The theory, when applied to the animal called the hydra, a simple, tubular animal which has a ring of tentacles at one end, led naturally to the regularly spaced concentration of morphogens in the ring that forms an end of the hydra, to give rise to the ring of tentacles. Although without speaking of what the morphogens may be, Turing’s theory of ‘reaction and diffusion’ was able to explain the black and white patches on Friesian cows, which Turing was interested in. The theory was carried forward by others and the stripes that appear on the back of the tiger are now understood as a pattern of pigmentation laid down by periodic waves of diffusion of chemicals in the tiger embryo.

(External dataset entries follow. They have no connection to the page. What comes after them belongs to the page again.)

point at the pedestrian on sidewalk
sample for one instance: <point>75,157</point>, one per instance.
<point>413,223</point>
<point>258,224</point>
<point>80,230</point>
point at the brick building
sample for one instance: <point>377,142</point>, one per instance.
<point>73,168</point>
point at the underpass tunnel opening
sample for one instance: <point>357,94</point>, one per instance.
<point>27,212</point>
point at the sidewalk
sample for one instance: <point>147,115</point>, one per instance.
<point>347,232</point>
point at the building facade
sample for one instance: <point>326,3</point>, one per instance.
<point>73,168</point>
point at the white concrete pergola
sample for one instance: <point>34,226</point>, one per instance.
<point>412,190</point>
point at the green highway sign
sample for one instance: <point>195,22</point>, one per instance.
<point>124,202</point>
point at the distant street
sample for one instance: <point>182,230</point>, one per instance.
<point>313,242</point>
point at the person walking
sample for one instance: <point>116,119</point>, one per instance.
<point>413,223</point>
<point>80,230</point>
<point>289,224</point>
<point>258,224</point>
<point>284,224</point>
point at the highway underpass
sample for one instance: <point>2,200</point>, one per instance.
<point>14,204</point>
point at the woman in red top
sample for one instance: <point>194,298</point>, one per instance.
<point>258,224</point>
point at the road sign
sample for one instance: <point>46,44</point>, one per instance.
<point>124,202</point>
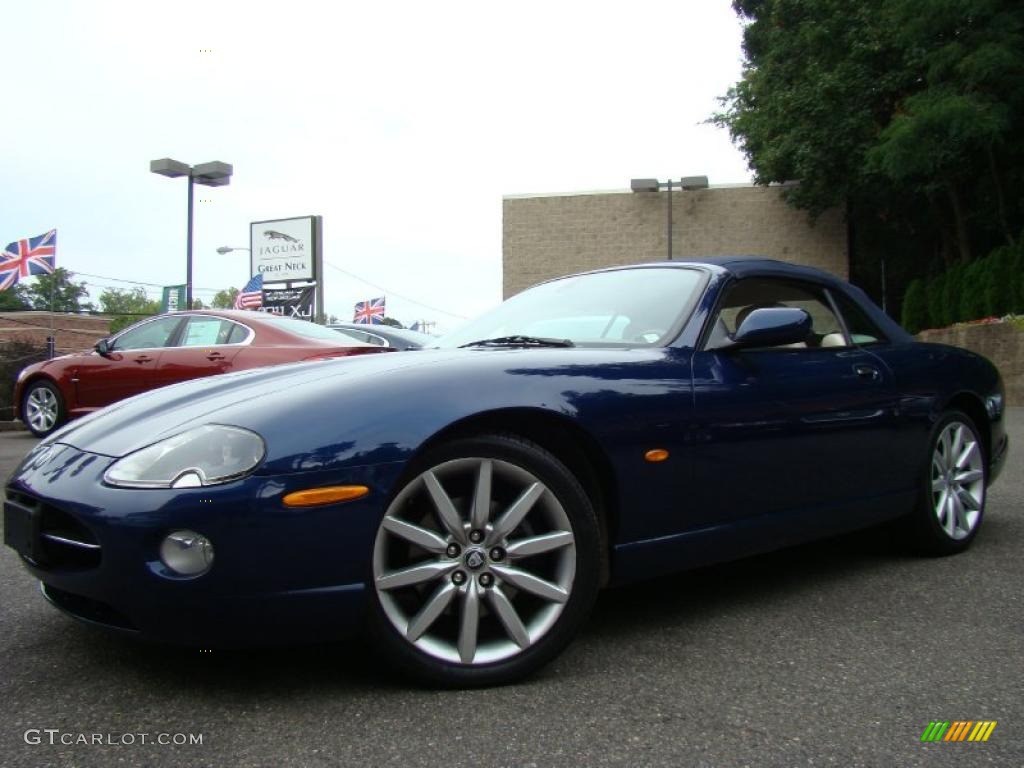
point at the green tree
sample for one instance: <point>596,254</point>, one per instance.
<point>12,300</point>
<point>224,299</point>
<point>127,306</point>
<point>914,317</point>
<point>906,114</point>
<point>57,292</point>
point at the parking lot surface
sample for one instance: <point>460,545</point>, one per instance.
<point>839,652</point>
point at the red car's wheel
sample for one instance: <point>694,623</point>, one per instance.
<point>43,408</point>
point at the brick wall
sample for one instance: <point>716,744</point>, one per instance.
<point>1003,343</point>
<point>73,332</point>
<point>548,237</point>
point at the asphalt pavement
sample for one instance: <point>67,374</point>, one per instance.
<point>839,652</point>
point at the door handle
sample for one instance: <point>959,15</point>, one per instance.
<point>867,372</point>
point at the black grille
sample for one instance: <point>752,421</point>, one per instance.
<point>64,542</point>
<point>87,608</point>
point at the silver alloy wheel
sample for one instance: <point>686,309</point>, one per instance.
<point>957,480</point>
<point>474,560</point>
<point>42,409</point>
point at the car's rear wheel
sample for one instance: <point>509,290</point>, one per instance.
<point>43,408</point>
<point>952,499</point>
<point>484,564</point>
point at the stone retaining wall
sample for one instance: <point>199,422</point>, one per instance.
<point>1003,343</point>
<point>73,332</point>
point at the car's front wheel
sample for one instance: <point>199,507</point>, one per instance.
<point>484,564</point>
<point>43,408</point>
<point>952,498</point>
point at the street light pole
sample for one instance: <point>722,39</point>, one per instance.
<point>188,246</point>
<point>652,184</point>
<point>209,174</point>
<point>669,235</point>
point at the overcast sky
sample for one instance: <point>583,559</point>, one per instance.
<point>401,123</point>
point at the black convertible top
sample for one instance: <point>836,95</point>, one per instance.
<point>750,266</point>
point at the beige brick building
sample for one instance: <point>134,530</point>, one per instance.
<point>549,236</point>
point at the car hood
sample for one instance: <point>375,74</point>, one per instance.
<point>375,409</point>
<point>245,398</point>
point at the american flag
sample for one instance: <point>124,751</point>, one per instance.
<point>251,297</point>
<point>370,311</point>
<point>30,256</point>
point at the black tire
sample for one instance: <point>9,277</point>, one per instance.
<point>43,408</point>
<point>936,534</point>
<point>428,656</point>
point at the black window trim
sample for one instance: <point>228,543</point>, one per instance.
<point>171,339</point>
<point>798,281</point>
<point>881,339</point>
<point>180,333</point>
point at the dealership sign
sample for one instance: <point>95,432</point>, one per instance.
<point>290,302</point>
<point>286,250</point>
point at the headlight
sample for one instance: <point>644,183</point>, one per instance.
<point>205,456</point>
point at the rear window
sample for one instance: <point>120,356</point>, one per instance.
<point>862,329</point>
<point>306,329</point>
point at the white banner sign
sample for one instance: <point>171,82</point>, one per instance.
<point>284,250</point>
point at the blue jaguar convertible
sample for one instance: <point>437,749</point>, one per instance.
<point>464,505</point>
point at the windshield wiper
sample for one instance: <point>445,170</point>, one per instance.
<point>520,341</point>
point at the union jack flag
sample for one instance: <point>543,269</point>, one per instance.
<point>26,257</point>
<point>251,296</point>
<point>370,311</point>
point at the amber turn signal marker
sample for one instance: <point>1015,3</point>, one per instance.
<point>314,497</point>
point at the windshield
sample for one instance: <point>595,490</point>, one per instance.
<point>617,307</point>
<point>305,328</point>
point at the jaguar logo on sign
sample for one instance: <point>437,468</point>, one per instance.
<point>286,250</point>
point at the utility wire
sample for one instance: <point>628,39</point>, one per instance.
<point>394,293</point>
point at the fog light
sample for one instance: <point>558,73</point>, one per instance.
<point>186,553</point>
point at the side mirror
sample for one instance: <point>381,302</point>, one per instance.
<point>772,327</point>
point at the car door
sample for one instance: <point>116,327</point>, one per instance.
<point>801,427</point>
<point>129,366</point>
<point>206,346</point>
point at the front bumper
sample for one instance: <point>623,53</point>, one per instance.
<point>280,574</point>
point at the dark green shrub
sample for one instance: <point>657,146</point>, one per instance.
<point>936,296</point>
<point>972,292</point>
<point>997,282</point>
<point>914,316</point>
<point>952,295</point>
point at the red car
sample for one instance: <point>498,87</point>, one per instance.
<point>164,350</point>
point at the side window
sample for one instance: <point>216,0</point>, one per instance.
<point>206,331</point>
<point>238,335</point>
<point>148,335</point>
<point>374,339</point>
<point>862,329</point>
<point>744,296</point>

More complex patterns appear by considering more sets of waves. Just as one set of waves can lead to a stripe pattern, like the waves at the seaside, two sets of waves that cross each other would lead to a distribution of points or peaks, leading to a spotted pattern, like the coat of the leopard. The wave pattern is seen to be affected by different factors, which incude the dimensions of the area in which they occur, which determine the ‘boundary conditions’. This, in turn, leads to more conclusions about the spots or stripes on the tails of the great cats. The tiger has stripes on its body and tail and leopard has spots, on the body and the tail. The cheetah has spots on the body and stripes on the tail, but no animal has spots on the tail and stripes on the body. The reason seems to be the space available for two sets of waves, which lead to spots. If these could exist in the tail, for a spotted tall, then they can certainly exist in the body, and the body must be spotted, rather than striped!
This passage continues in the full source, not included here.